Note that I myself am not convinced that this is the right solution (that function is rather heavy), but it does solve the problem of "how do we let the user specify/choose the location of the dwo files" (answer: put the path in the target.debug-file-search-paths setting), and it would search the cwd and the module directory automatically. And the "heavy-ness" of the function is moderated by the fact that it is a no-op for absolute paths to existing files.

But the real question I am trying to resolve here is not "what are all the places we should be searching for the .dwo files?" but "When we're given a *relative path* in the DWARF for finding the files, what should it be relative TO?".

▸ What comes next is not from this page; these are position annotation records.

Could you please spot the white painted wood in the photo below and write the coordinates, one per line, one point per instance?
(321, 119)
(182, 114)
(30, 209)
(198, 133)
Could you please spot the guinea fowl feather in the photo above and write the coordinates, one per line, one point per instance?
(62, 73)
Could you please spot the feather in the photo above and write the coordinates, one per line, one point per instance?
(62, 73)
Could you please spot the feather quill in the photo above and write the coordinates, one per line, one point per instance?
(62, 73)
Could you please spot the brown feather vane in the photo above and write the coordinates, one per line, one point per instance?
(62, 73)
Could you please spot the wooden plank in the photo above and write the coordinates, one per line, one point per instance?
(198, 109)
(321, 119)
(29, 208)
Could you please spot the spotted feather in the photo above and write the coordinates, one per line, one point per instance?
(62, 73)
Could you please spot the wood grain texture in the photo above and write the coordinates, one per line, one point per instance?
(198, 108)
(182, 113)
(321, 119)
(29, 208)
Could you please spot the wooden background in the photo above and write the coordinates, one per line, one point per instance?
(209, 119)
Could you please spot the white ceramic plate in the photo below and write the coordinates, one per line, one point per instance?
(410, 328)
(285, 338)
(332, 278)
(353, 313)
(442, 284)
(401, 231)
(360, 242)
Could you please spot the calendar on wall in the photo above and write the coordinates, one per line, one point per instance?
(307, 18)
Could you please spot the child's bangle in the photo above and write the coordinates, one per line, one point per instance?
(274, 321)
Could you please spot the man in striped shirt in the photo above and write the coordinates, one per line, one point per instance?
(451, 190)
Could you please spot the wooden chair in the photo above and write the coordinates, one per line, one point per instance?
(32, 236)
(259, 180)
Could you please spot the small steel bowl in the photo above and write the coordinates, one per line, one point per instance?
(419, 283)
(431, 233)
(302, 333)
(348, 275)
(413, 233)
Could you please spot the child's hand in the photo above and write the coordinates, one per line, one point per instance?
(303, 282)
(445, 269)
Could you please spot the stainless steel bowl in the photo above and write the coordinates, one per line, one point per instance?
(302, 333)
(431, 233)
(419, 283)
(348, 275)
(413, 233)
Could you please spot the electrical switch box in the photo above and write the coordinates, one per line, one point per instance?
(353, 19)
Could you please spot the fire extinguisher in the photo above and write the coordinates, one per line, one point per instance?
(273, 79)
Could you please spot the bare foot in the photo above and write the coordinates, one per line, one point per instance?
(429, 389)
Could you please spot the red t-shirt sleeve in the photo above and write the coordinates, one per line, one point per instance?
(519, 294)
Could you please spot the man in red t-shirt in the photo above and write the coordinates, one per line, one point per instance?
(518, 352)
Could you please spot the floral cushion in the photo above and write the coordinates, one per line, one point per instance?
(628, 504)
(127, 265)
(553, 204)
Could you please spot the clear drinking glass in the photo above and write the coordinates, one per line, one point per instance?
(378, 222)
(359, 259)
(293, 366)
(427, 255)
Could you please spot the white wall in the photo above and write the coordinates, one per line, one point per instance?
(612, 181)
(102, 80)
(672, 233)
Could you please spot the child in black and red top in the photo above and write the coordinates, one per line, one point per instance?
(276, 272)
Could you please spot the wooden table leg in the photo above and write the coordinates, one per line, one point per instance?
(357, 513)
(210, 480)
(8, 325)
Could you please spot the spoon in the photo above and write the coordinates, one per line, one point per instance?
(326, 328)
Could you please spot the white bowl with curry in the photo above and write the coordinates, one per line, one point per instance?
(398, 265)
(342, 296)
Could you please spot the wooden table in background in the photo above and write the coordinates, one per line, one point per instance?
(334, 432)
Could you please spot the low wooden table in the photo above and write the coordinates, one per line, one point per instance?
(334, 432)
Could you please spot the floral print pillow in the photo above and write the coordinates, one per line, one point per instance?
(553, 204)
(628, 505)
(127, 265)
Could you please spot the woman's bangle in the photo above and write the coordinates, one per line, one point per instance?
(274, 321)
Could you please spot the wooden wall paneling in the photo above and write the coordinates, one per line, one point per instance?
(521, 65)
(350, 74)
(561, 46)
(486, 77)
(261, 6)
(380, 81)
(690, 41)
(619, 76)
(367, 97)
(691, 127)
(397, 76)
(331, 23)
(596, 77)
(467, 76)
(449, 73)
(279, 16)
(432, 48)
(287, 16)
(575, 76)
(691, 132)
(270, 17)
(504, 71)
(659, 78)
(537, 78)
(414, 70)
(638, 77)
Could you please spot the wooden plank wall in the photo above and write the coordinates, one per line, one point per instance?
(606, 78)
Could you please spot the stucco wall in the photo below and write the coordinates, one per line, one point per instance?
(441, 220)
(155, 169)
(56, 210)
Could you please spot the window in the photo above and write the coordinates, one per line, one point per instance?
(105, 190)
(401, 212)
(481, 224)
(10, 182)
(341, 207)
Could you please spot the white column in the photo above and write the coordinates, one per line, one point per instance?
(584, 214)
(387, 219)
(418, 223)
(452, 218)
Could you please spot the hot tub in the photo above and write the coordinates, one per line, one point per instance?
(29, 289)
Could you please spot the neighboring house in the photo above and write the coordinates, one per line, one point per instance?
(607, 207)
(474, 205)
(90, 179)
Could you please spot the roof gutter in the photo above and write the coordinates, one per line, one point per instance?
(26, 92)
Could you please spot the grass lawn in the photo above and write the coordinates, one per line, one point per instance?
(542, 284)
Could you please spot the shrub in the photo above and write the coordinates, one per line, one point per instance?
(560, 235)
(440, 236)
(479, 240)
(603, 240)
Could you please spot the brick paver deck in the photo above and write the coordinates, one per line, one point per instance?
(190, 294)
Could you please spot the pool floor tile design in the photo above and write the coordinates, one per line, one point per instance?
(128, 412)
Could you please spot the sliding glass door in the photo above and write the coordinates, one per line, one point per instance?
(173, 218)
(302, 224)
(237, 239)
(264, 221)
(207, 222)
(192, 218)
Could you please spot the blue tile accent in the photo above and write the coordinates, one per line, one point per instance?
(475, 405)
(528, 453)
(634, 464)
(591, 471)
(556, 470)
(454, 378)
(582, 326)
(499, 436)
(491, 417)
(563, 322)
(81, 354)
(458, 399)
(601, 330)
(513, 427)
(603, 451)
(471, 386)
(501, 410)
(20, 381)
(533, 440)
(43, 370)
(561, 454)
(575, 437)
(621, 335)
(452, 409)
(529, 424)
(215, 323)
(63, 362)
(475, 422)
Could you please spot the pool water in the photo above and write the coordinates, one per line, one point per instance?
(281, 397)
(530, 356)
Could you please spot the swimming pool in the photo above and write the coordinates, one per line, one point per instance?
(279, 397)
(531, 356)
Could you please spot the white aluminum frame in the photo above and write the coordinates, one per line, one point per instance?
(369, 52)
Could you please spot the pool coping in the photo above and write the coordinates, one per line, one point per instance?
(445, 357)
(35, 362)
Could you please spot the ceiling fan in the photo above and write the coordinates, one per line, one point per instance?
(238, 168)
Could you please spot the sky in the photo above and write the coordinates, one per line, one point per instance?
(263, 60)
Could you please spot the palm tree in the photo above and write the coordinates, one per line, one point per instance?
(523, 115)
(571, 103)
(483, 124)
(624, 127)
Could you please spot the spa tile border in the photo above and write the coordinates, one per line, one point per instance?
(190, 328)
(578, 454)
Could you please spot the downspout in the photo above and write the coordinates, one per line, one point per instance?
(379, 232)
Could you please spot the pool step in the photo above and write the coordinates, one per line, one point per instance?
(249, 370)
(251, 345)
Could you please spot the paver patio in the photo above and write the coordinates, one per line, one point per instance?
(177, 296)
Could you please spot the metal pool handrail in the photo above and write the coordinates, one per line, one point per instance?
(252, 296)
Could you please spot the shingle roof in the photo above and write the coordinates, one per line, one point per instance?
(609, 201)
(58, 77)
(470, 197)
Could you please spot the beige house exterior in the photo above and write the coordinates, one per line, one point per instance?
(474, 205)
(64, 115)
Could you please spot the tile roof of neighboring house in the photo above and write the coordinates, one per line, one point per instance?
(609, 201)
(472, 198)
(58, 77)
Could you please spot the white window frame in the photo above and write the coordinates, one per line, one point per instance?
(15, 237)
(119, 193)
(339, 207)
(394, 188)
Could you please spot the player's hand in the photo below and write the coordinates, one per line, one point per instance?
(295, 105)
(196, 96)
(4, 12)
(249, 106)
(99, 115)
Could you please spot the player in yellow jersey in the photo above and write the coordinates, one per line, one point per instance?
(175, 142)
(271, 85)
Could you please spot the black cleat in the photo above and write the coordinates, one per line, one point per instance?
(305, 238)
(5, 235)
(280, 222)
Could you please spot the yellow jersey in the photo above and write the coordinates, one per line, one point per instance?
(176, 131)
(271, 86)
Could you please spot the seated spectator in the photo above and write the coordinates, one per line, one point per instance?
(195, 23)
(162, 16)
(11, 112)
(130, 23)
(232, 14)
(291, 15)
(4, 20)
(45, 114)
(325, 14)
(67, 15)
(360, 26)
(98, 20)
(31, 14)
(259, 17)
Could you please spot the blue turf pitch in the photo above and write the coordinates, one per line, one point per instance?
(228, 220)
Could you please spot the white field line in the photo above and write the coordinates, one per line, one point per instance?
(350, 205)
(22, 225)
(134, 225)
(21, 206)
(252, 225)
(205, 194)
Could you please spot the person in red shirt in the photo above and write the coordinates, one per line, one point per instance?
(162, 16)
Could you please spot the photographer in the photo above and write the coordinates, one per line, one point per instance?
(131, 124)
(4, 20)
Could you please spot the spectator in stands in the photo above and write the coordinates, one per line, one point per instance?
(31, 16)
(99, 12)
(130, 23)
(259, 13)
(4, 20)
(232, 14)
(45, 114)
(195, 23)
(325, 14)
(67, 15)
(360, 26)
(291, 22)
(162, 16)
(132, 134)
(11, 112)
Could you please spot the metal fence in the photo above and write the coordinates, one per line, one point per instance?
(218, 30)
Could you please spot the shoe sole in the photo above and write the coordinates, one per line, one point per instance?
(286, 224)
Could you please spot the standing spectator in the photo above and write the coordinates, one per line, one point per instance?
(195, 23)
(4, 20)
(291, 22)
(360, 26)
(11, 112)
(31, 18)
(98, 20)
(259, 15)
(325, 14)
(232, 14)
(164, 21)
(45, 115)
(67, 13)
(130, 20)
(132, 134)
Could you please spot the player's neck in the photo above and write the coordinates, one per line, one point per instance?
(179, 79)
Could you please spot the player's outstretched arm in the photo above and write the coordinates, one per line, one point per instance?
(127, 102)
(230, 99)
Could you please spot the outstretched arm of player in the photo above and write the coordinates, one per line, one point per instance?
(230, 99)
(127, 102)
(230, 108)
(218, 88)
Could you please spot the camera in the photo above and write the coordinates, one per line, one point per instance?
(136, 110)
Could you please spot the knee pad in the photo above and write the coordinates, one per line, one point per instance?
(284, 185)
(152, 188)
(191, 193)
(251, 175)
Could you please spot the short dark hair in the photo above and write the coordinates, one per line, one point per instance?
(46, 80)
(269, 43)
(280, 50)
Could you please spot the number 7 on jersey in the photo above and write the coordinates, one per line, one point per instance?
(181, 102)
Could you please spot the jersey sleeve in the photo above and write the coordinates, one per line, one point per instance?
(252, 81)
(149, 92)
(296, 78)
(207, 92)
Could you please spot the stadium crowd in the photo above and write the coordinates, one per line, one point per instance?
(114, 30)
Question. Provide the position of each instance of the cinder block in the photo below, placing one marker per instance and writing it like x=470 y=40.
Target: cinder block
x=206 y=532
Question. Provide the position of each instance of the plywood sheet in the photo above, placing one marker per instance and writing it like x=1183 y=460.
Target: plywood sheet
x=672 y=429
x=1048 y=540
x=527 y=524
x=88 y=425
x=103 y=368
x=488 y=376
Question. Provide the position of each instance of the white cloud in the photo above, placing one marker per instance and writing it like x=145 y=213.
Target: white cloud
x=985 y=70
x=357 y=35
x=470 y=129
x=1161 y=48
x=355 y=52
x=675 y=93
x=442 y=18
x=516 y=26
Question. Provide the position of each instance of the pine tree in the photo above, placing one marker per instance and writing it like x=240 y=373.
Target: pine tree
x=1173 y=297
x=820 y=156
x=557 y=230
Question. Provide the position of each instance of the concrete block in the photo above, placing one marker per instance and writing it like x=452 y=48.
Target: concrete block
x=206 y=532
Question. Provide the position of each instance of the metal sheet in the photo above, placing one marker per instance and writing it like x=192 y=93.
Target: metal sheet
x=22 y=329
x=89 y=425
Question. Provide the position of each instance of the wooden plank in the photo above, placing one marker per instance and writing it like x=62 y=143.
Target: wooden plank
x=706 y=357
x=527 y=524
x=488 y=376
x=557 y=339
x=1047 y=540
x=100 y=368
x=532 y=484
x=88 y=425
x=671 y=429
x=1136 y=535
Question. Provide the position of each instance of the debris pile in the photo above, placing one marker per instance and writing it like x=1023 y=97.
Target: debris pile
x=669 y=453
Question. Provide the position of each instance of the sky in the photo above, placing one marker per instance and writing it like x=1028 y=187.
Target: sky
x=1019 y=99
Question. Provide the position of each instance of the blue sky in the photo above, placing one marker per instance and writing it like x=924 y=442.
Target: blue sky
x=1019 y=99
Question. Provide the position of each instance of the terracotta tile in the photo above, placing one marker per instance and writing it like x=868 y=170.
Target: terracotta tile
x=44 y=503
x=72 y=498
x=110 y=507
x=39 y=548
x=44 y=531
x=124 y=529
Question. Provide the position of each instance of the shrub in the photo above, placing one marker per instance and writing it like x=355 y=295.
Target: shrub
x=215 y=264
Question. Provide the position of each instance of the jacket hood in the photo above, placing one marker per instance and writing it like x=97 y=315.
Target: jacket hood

I'm sorry, but what's the difference between those two questions? Is it about the fact that the second question sort of implies that there should only be one correct location where we should be searching?

I still think the most correct answer to that question is "relative to the location of the binary" (I know, this is assuming that the binary has not been moved since it was built, or all bets are off). If you like, I can update this patch so that it continues to search relative to the cwd (where the debugger was launched), and IN ADDITION, will search relative to where the binary is.

I don't really have a strong opinion either way -- the thing I'm mostly interested in is some sort of consistency between lldb & gdb. Have you already discussed this with the gdb folks? If they want to move to the binary-relative mechanism, then I don't see a problem with us doing the same. If they want to keep the existing behavior, then I think it would be good to preserve that in lldb as well (but I don't have a problem with searching in other places too; and LocateExecutableSymbolFile is one way to achieve that).

cmtice added a comment.Mar 7 2021, 8:53 AM

I'm not sure about using target.debug-file-search-paths, and what the changes Pavel is suggesting would entail.

I imagine it would involve calling Symbols::LocateExecutableSymbolFile to locate the dwo file, similar to how we do that for dwp files (see SymbolFileDWARF::GetDwpSymbolFile). (Disclaimer: I have not tried doing this, so I don't know if that function would work out-of-the-box.)
Note that I myself am not convinced that this is the right solution (that function is rather heavy), but it does solve the problem of "how do we let the user specify/choose the location of the dwo files" (answer: put the path in the target.debug-file-search-paths setting), and it would search the cwd and the module directory automatically. And the "heavy-ness" of the function is moderated by the fact that it is a no-op for absolute paths to existing files.

But the real question I am trying to resolve here is not "what are all the places we should be searching for the .dwo files?" but "When we're given a *relative path* in the DWARF for finding the files, what should it be relative TO?".

I'm sorry, but what's the difference between those two questions? Is it about the fact that the second question sort of implies that there should only be one correct location where we should be searching?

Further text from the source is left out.